Playing Possum Far Too Early On the Porch

Long before daylight one morning last fall, I automatically opened the porch door to let out my cat, Hank. The normal, still darkness was interrupted by a low growl. Hank, as astonished as I, froze long enough for me to scoop him up, take him back inside, and slam the door.

A search for the flashlights turned up - predictably - the one that dims and flickers out whenever you tilt it. When I shone it through the door's glass panel, its beam was too weak to penetrate the hazily reflected image of Hank pacing at my feet. I cleaned its battery contacts, doused the house lights, and aimed a somewhat brighter and steadier beam onto the porch. There, between the chair and the hibiscus I'd just moved in from the deck, was a possum.
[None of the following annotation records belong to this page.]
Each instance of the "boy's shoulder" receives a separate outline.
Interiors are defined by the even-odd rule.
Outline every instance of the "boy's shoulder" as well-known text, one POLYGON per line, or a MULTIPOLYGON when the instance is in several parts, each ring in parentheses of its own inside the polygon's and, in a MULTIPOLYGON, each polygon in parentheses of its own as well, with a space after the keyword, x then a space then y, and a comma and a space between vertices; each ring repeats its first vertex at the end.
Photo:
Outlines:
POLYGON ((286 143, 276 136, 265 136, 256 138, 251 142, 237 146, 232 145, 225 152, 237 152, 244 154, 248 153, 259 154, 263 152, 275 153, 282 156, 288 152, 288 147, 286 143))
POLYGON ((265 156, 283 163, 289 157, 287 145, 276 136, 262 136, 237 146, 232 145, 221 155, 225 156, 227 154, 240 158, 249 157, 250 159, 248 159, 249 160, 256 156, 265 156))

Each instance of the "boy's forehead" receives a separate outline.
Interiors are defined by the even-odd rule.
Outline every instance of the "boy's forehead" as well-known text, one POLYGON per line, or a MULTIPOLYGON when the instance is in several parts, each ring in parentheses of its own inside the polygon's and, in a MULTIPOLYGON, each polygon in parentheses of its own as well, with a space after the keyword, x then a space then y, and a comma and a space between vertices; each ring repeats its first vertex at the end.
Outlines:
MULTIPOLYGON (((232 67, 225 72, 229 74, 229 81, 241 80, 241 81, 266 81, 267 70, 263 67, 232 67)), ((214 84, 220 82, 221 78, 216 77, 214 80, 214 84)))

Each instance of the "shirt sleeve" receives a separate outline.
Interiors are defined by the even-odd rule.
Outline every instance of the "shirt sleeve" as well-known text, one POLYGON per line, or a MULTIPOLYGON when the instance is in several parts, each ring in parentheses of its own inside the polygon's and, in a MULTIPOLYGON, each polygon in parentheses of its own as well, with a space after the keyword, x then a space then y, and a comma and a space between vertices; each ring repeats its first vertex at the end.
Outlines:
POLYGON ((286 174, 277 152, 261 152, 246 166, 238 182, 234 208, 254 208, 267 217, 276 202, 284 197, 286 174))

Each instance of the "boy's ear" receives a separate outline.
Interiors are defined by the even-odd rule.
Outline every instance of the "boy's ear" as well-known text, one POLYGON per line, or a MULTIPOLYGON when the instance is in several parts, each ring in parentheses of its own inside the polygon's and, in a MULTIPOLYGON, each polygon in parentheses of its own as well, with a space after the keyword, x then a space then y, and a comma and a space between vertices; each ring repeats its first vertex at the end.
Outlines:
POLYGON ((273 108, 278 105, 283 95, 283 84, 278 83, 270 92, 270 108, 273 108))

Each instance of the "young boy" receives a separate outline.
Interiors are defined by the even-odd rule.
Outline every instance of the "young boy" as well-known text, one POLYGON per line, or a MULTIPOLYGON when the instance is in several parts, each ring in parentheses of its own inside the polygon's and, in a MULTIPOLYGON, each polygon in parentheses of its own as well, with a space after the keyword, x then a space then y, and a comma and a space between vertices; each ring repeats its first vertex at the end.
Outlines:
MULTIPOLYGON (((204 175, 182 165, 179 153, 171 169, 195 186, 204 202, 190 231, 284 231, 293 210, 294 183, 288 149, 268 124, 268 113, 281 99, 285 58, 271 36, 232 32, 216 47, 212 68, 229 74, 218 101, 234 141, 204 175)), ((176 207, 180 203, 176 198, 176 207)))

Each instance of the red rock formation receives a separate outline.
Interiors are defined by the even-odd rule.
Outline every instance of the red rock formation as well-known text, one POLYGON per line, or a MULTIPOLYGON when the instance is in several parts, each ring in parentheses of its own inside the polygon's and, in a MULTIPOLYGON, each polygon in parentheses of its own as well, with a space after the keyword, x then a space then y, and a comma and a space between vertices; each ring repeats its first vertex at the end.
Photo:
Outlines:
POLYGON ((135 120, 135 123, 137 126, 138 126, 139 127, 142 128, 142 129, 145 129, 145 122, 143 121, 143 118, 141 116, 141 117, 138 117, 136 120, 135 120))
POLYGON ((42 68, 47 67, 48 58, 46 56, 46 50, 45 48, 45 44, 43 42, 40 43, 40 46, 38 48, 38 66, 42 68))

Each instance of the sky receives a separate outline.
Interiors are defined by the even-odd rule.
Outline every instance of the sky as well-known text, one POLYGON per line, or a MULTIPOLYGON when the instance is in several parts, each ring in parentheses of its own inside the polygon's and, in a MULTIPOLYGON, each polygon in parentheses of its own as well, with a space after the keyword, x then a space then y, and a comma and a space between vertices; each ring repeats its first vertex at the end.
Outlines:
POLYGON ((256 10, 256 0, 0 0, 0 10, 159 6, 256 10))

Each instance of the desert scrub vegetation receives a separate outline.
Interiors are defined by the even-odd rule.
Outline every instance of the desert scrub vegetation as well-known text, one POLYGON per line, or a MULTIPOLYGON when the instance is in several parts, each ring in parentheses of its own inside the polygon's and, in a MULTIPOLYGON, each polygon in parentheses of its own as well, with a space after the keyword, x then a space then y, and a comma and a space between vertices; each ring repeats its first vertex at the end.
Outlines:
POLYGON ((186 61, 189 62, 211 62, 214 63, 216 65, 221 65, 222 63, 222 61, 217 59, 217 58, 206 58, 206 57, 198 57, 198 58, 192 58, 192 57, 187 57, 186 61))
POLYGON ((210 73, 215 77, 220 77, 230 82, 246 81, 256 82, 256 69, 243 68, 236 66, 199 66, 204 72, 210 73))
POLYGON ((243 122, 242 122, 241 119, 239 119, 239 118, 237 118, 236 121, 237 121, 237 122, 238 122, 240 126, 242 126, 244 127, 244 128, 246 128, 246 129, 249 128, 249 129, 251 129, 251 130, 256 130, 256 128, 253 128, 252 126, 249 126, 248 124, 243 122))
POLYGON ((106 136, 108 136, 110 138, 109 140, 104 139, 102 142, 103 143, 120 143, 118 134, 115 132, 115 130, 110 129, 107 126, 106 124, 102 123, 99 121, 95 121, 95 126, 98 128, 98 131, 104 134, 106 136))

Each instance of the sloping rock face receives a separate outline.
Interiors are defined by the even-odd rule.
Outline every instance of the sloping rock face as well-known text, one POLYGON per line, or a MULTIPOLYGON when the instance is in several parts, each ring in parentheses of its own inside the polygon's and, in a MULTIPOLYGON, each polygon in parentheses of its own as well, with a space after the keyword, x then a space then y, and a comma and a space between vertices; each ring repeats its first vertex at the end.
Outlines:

My consciousness has been raised with respect to possums, the only surviving marsupial on the North American continent. I don't like seeing them dead on the road - and there are many such in the North Carolina Blue Ridge, where I live. When my headlights pick out a living one, I slow to give it time to get off the tarmac. There's something poignant about the defeated curve of their backs as they scuttle off into the weeds.

My sympathy for them evaporates, however, whenever possums and I are forced into an up-close-and-personal interaction. Over the years I've evicted a number of them from my henhouse, including a recumbent individual I discovered in the darkest recesses of one of the most popular laying boxes. Such a large array of flattened eggshells surrounded it that I wondered whether the wily animal had been there for days, playing dead while one foolish chicken after another climbed in beside it to lay its breakfast, lunch, and dinner.

One thing I knew from my henhouse encounters: Possums are never gracious about being shown the door. They bare their teeth, hiss, growl, and as a last resort curl into bulky, immobile balls. But I had found that if I kept my wits intact (hard to do in semidarkness among squawking chickens) and wielded a hoe judiciously, I could usually scrape the interloper out the door.

Getting a possum off the split-level screened porch presented a greater challenge. The upper level was cluttered with furniture and potted plants I'd moved in when the weather report predicted an early frost. Just to wedge open the inward-opening door to the deck, I would have to push everything together in the center of the small sitting area. The resulting welter would, I knew, create an enticing new haven for my quarry. And if the possum opted to head down the stairs toward the lower door, chances were excellent it would detour into the hodgepodge of garden equipment and supplies that had been accumulating on the porch's lower level during the summer.

As soon as I began moving the furniture and plants, I made a disheartening discovery. I was dealing with not one but two possums: the small one I'd seen, and a large, very irritable one. It looked as though the skirmish I'd anticipated was escalating into a war. I retreated to the house to pull a down vest over my nightgown, shut the back door firmly to restrain Hank, and propped open the porch's lower door. I armed myself with a nearby mattock - a handy though lousy choice of weapons, with its too-short handle and an unwieldy business end that immediately hung itself up among the table and chair legs.

NONETHELESS, I finally got the small possum moving. It chose the escape route down the stairs, but opted, as expected, for the garden equipment rather than freedom. Meanwhile, the large one wedged itself securely behind a table in an inaccessible corner and assumed the familiar bowling-ball position.

Suddenly my bare ankles felt vulnerable. Though I was pretty sure I'd looked everywhere, I wondered whether a third and possibly a fourth possum lurked somewhere, ready to come to the defense of its kin. Daylight was still two hours away. I was getting cold. In a flash of inspiration, it occurred to me that the possum- eradication project might be postponed until daylight. I had nothing to lose out there but a handful of yesterday's cat food Hank would turn up his nose at anyway.

Then a second, even happier thought crossed my mind: If those two possums had managed to find their way onto the porch with the doors closed, with them open they might find their way back out on their own.

Which, I guess, is what happened. At daybreak they were gone.